We can wrangle the same data differently, to get averages across all days
#calculating weekday daily summaries for each group
metrics |>
summarize_numeric(prefix = "") |> #summarize across participants
summarize_numeric(prefix = "") |> #summarize by month
gt() |>
fmt_number(c(average_MEDI, light_exposure))

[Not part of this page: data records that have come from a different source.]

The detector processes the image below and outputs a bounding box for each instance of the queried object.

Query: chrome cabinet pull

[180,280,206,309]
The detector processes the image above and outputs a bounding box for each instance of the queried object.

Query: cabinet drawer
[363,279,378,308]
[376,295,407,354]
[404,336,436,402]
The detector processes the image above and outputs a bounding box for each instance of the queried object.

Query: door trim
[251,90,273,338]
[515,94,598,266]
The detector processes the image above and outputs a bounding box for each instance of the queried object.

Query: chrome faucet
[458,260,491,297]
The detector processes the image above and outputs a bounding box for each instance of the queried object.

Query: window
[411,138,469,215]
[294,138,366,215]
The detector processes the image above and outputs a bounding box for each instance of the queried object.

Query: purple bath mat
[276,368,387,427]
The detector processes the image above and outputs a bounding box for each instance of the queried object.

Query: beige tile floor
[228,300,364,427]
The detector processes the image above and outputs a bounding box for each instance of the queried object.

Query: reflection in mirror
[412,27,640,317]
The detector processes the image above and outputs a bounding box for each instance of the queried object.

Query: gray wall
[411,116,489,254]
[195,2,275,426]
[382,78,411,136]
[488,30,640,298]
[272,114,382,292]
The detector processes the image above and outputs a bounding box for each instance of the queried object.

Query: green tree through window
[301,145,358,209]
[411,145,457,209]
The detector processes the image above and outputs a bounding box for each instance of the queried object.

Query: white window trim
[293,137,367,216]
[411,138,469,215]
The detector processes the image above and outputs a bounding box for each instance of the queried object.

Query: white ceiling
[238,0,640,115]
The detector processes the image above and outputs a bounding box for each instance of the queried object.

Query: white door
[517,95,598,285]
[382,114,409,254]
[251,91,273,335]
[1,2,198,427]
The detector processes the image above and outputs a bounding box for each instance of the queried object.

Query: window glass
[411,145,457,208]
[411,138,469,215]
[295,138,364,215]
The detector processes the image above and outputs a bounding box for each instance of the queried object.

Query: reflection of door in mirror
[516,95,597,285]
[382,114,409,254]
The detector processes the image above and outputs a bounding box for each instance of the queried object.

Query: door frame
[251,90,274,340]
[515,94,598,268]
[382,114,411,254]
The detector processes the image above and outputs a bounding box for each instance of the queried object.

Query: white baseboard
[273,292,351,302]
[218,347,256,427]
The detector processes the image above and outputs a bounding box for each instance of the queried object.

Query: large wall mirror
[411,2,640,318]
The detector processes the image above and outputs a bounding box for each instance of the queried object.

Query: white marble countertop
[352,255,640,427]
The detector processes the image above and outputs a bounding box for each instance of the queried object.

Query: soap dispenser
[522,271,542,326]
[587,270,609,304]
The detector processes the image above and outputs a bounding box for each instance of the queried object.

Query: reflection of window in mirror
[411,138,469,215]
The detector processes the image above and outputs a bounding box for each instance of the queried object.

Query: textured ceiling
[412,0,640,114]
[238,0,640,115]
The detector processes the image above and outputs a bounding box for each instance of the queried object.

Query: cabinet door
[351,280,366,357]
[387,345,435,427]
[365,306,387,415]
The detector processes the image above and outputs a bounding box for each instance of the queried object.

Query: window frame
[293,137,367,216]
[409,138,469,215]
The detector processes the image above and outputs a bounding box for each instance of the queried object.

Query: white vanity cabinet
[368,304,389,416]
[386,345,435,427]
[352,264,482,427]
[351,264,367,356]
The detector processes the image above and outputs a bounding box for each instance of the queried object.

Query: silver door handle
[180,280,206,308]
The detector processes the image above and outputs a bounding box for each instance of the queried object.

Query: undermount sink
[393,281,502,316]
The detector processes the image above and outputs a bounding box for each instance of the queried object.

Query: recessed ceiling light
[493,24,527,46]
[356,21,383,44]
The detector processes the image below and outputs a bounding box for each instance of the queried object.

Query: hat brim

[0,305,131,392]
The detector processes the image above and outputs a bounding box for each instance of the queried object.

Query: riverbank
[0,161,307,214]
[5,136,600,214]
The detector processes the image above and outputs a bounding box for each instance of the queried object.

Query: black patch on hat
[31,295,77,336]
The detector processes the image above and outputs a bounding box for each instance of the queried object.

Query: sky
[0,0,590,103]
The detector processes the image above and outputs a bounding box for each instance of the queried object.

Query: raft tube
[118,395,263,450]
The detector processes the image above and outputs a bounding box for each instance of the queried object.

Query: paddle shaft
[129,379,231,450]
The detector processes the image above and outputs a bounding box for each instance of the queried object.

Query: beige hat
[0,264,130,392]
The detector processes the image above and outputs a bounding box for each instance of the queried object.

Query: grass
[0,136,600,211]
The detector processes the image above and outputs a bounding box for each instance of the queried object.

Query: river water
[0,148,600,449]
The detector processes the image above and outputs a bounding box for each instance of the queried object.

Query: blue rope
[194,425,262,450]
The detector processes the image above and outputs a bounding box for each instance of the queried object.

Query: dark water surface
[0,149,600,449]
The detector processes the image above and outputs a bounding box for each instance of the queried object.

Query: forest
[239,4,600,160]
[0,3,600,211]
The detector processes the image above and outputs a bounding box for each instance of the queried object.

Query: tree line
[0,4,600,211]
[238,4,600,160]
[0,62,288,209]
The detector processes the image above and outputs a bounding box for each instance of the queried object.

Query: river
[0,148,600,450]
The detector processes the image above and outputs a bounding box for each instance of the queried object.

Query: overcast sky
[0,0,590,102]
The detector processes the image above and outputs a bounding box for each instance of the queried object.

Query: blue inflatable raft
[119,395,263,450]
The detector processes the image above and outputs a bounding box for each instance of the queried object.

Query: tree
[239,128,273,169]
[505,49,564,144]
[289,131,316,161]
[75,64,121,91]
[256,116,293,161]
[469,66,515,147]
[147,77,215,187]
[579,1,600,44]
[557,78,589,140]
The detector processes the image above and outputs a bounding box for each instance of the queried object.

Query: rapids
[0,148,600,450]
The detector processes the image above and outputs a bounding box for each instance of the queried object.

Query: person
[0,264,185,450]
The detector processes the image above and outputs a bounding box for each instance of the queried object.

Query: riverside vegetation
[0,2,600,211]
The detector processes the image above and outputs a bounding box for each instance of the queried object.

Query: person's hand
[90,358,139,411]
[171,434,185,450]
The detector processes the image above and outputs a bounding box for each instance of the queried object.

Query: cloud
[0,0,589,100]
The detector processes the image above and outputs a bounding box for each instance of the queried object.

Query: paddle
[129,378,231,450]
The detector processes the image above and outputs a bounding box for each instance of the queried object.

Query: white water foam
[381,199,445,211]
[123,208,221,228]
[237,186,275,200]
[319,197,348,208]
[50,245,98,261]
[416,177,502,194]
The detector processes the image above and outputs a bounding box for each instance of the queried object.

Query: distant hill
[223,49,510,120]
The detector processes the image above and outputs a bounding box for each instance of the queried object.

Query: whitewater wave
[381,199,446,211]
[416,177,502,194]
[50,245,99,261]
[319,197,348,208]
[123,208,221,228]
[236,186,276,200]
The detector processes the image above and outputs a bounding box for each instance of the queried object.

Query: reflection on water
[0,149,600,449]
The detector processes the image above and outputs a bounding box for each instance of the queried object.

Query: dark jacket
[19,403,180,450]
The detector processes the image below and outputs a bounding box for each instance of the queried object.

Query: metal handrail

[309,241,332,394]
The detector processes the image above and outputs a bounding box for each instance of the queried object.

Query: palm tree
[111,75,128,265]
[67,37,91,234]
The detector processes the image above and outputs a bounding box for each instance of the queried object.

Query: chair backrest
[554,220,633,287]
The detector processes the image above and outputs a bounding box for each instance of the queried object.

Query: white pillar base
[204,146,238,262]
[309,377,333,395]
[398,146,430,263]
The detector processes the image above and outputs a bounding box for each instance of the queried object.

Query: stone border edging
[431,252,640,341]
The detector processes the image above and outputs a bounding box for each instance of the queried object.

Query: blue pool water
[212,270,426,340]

Month | mean_timing_above_250 | first_timing_above_250 | last_timing_above_250 | duration_above_250 | average_MEDI | light_exposure | episodes |
---|---|---|---|---|---|---|---|
Aug/Sep | 13:38:46 | 08:48:41 | 19:09:20 | 15625s (~4.34 hours) | 8.66 | 12,781.74 | 11 |
Oct/Nov | 13:44:46 | 10:06:26 | 18:14:53 | 7888s (~2.19 hours) | 5.64 | 5,946.69 | 7 |
This shows us 11 participants for the Aug/Sep timeframe and 7 for the Oct/Nov timeframe. This is in line with the summary above, which showed us one participant crossed the timeframes. Of course, filtering the data at some inbetween step to ensure there are a minimum amount of data points in each category makes sense, which we have left out here for brevity.
Using gtsummary
This section repeats the summary, but by using the popular gtsummary package.
metrics <-
metrics |>
group_by(Month) |>
select(-Id, -wDay)
#Table output
metrics |>
tbl_summary(by = Month,
statistic = list(all_continuous() ~ "{mean} (±{sd})"),
digits = list(
c(
mean_timing_above_250, first_timing_above_250,
last_timing_above_250, duration_above_250
) ~ style_time),
label = list(
mean_timing_above_250 =
"mean timing above 250 lx mel EDI (HH:MM)",
first_timing_above_250 =
"first time above 250 lx mel EDI (HH:MM)",
last_timing_above_250 =
"last time above 250 lx mel EDI (HH:MM)",
duration_above_250 = "duration above 250 lx mel EDI (HH:MM)",
average_MEDI = "average mel EDI (lx)",
light_exposure = "light exposure (lx·h)"
)
)
Characteristic |
Aug/Sep N = 651 |
Oct/Nov N = 371 |
---|---|---|
mean timing above 250 lx mel EDI (HH:MM) | 13:39 (±01:43) | 14:03 (±01:41) |
first time above 250 lx mel EDI (HH:MM) | 08:48 (±02:26) | 10:14 (±02:20) |
last time above 250 lx mel EDI (HH:MM) | 19:09 (±02:20) | 18:21 (±02:26) |
duration above 250 lx mel EDI (HH:MM) | 04:19 (±02:57) | 02:02 (±01:32) |
average mel EDI (lx) | 8.7 (±6.6) | 5.5 (±5.0) |
light exposure (lx·h) | 12,846 (±12,122) | 5,618 (±6,612) |
1 Mean (±SD) |
And that is all you need to work with metrics in
LightLogR
. Be sure to look at the documentation for each
function to understand the parameters and outputs and at the reference
section to get an overview of all available metrics.